For more information about Sleipnir’s role as a psychopomp and his depiction on the Tjangvide runestone, check out “Of Horses and Men” by the independent scholar, Emiliana Konopka.

Evidence in Literature

A riddle found in the Old Norse Hervarar saga ok heiðreks, mentions the great horse Sleipnir, the son of Loki. Sleipnir’s name appears again in the 13th century Volsunga Saga. Here he is said to be an ancestor of Grani. Grani was an equally powerful horse owned in later years by the hero Sigurd.

Most Old Norse texts speak of the speed of Sleipnir, and describes him as an extraordinary horse. He is also known to be able to slide easily through the nine realms. This might be linked to Sleipnir’s name, which is said to translate to “the slider”, or “the slipper”.

There is a rare case where we see Sleipnir being ridden by someone other than Odin. In the story of the death of Balder (Old Norse Baldr), we see Sleipnir being ridden into the realm of Hel, by Baldr’s brother Hermóðr. The story says that Sleipnir easily jumped the gates of Hel and was then able to return Hermóðr to the Asgardian Gods.

The Giant Hrungnir and his Horse Gullfaxi

Another mention of Odin’s horse is in the tale of a race between Odin and the giant Hrungnir. In this story, Hrungnir enters Asgard and challenges Odin to a race. He claims that his own horse Gullfaxi was Sleipnir’s equal.
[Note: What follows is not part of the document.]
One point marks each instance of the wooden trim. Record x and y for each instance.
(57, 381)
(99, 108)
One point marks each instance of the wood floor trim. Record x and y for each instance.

Sleipnir is of course faster and wins this race. The giant Hrungnir is eventually destroyed by Thor in a story I will tell a little later. Do not challenge the gods. Even though this one involved Odin and his horse, you will often hear of Thor cleaning stuff up. He likes to involve himself in feuds and settle them with causal aggression.

Sleipnir in Pop Culture

Modern Viking enthusiasts still like to work in these mythical creatures when they can. So, you might actually be familiar with Sleipnir if you were ever a gamer. The eight-legged horse of Odin made an appearance in the very popular Final Fantasy games as an enemy. The game misuses Sleipnir a bit, since he is kind of an evil character in the game. You need to destroy Sleipnir three times in order to release a boss.

Lots going wrong there. Remember that Sleipnir was the only child of Loki who actually wasn’t thought of as a monster? He was also supposed to be the best and fastest horse, with the ability to fly, and slip between realms. So he totally could have gotten away from any mortal teenager chasing him in a video game.

That’s ok though. I think it’s important to be inspired by popular culture and its references to these ancient and very real characters, so long as you are inspired to go investigate their backstory. This blog seeks you fill you in a bit more on some of these references you may very know!